Dulu, begitu banyak umat Islam simpati pada Partai Persatuan Pembangunan (PPP). Sangat terasa program partai ini disusun cendekiawan Islam untuk kesejahteraan bangsa. Begitu juga mereka yang diberi kepercayaan duduk di lembaga legislatif berusaha maksimal memperjuangkan prinsip 'amar makruf nahi munkar'.
Mulai dari tingkat pusat sampai ke daerah, mereka yang mengabdi dalam PPP adalah mereka yang konsekuen, ketokohannya teruji. Mereka bukanlah insan sembarangan yang bisa 'dipelintir' pemikirannya dan dibelokkan keteguhan prinsipnya.
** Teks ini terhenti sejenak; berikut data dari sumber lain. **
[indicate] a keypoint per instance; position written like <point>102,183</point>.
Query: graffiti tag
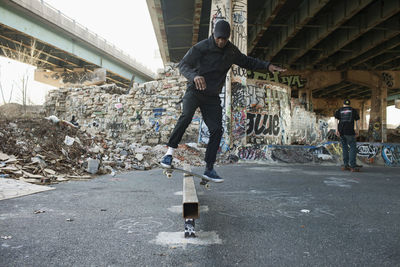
<point>367,150</point>
<point>262,124</point>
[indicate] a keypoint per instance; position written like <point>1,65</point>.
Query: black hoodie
<point>208,60</point>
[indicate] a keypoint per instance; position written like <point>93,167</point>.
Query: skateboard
<point>204,181</point>
<point>189,228</point>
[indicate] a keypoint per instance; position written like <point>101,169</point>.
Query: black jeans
<point>211,110</point>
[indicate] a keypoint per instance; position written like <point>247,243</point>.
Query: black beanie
<point>222,29</point>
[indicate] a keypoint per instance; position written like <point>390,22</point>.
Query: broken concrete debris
<point>36,151</point>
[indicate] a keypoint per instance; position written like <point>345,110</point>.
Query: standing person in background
<point>205,66</point>
<point>346,117</point>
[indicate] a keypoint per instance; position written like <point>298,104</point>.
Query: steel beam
<point>378,50</point>
<point>375,14</point>
<point>263,21</point>
<point>369,41</point>
<point>342,12</point>
<point>157,19</point>
<point>306,11</point>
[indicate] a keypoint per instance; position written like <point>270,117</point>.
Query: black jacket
<point>346,117</point>
<point>208,60</point>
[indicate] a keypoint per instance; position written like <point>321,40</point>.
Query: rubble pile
<point>52,150</point>
<point>145,114</point>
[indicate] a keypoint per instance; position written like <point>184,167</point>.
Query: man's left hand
<point>273,68</point>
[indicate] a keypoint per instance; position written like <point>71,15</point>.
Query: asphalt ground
<point>262,215</point>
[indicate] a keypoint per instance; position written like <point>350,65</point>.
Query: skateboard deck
<point>204,181</point>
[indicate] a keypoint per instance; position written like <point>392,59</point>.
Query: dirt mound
<point>13,110</point>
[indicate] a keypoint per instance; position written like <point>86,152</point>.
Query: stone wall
<point>145,114</point>
<point>262,112</point>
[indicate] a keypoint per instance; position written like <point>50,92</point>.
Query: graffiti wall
<point>328,152</point>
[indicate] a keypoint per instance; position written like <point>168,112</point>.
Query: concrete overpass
<point>320,35</point>
<point>333,49</point>
<point>64,43</point>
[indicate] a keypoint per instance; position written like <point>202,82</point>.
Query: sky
<point>124,23</point>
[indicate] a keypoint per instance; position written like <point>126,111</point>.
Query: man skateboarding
<point>205,66</point>
<point>345,118</point>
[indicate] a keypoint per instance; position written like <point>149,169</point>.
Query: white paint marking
<point>178,209</point>
<point>178,239</point>
<point>340,182</point>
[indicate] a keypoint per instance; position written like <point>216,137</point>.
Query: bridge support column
<point>377,120</point>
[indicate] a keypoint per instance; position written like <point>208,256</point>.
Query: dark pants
<point>211,110</point>
<point>349,156</point>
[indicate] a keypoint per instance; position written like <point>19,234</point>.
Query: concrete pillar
<point>377,121</point>
<point>363,115</point>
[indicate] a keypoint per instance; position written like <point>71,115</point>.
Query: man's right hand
<point>200,83</point>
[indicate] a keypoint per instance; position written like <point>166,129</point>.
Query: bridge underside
<point>320,35</point>
<point>20,46</point>
<point>35,33</point>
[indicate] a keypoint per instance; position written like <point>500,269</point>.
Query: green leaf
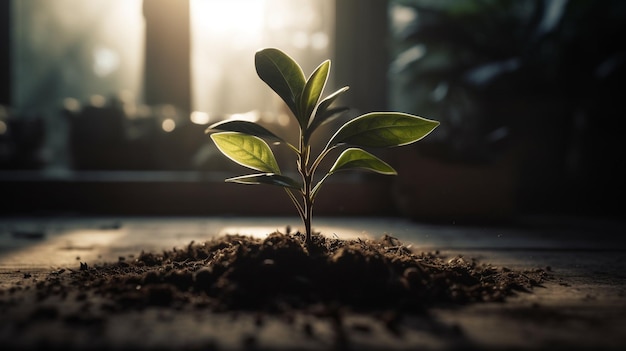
<point>312,92</point>
<point>267,178</point>
<point>245,127</point>
<point>328,116</point>
<point>383,129</point>
<point>323,113</point>
<point>282,74</point>
<point>247,150</point>
<point>354,158</point>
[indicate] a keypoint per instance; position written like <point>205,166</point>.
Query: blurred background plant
<point>532,81</point>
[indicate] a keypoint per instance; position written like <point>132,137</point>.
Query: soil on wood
<point>279,273</point>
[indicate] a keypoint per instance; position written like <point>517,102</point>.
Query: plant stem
<point>307,180</point>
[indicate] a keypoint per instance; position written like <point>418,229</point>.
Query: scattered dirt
<point>279,273</point>
<point>276,275</point>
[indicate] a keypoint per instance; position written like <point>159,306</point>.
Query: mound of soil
<point>279,273</point>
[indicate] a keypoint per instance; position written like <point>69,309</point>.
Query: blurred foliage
<point>480,67</point>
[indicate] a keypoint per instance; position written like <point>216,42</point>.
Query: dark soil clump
<point>279,273</point>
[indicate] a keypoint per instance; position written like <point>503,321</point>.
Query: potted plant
<point>245,142</point>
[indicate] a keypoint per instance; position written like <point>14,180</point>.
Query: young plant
<point>246,142</point>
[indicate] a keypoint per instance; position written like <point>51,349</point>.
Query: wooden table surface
<point>582,306</point>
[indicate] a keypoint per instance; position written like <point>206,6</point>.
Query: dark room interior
<point>104,106</point>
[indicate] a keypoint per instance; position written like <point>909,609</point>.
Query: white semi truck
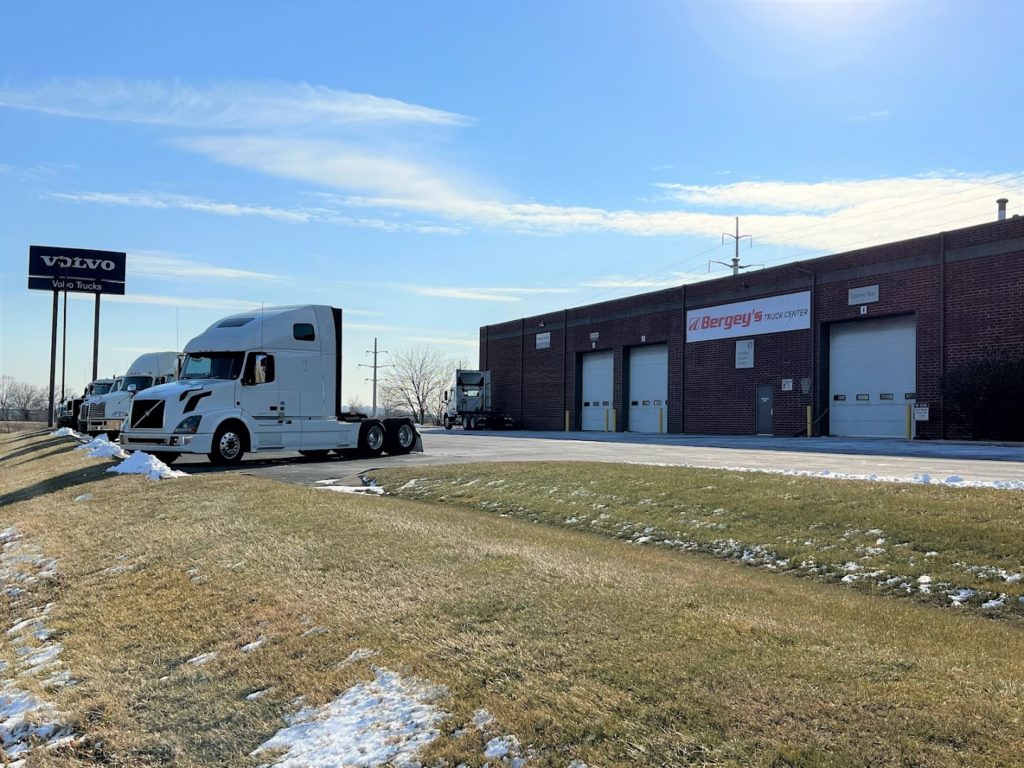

PPP yang lahir dan tampil berani pada era orde baru di masa kepemimpinan Presiden Soeharto, bersungguh- sungguh memperjuangkan aspirasi ummat, meski tantangannya juga luar biasa . Tokoh PPP yang tampil ke gelanggang ketika itu ibarat 'ayam aduan', berani, bertaji, berwibawa, cerdas, dan selalu siap menghadapi serta mengatasi tantangan yang muncul.
Di era Pak Harto, PPP tetap diperhatikan meski Golongan Karya lebih diutamakan. 'Senyum' Pak Harto yang terkembang tentang pembinaan kepartaian selama Orde Baru sangat 'dimengerti' pemimpin negeri ini di manapun mengabdi. 'Senyum' Pak Harto sangat dimaklumi pada era kepemimpinannya. Yang ikut pemilu sejak 1977 sampai 1997 tetap hanya tiga kontestan. PPP, Folongan Karya (Golkar), dan PDI.
Lucunya, meski tiga kontestan ini sebenarnya partai politik, namun 'Golongan Karya' tetap saja tidak mau menyebut dirinya partai politik. Tetap bertahan dengan Golongan Karya sampai berakhirnya pemerintahan Pak Harto dan bertransformasi menjadi 'Partai Golkar'.
Lain halnya dengan PPP. Dimulai dari Pemilu 1977 sampai kini konsekuen dengan namanya. 'Indak barubah-ubah'.
Meski demikian, PPP kini tidak lagi sama dengan yang dulu. PPP sekarang tidak segemuruh dulu lagi. Yang muncul akhir-akhir ini adalah beda pendapat yang merembet saling jegal-menjegal. Umat pun seakan tidak mau tahu lagi dengan keadaan partai ini. Bisa-bisa partai ini kelak 'membunuh' dirinya sendiri.
Meski di era Pak Harto, PPP hidupnya baik dengan geraknya yang agak diawasi, tapi semangat kadernya luar biasa. Sebab, mereka rata-rata cendekiawan Islam pilihan, mulai dari pusat sampai ke daerah.
Kini, sesama kader PPP saling berselisih. Dinamika politik negeri ini ternyata 'dibuang sayang' oleh PPP. Situasi yang terbilang positif keadaan demokrasinya, namun entah apa yang terjadi dengan PPP. Terbelah, dari pusat sampai ke bawah. JIka kondisi ini terus berlanjut, tidak mustahil partai ini hanya menunggu kekerdilannya saja lagi.
Sebenarnya, PPP tidak kekurangan tokoh kharismatik. Di Jawa, Sumatra, Kalimantan, dan di mana saja umat Islam ada, di sana pasti ada tokoh PPP. Tapi kini mereka tiarap. Entah sampai kapan mereka begitu. Tidak bisa dipastikan.
Di saat cendekiawan PPP banyak yang tiarap, mungkin ada yang 'senang' dengan keadaan PPP saat ini. Sangat disayangkan, PPP yang sebenarnya aset umat namun pengurusnya seakan tidak tahu dan tidak mau tahu dengan kondisi PPP yang di ambang kehancuran.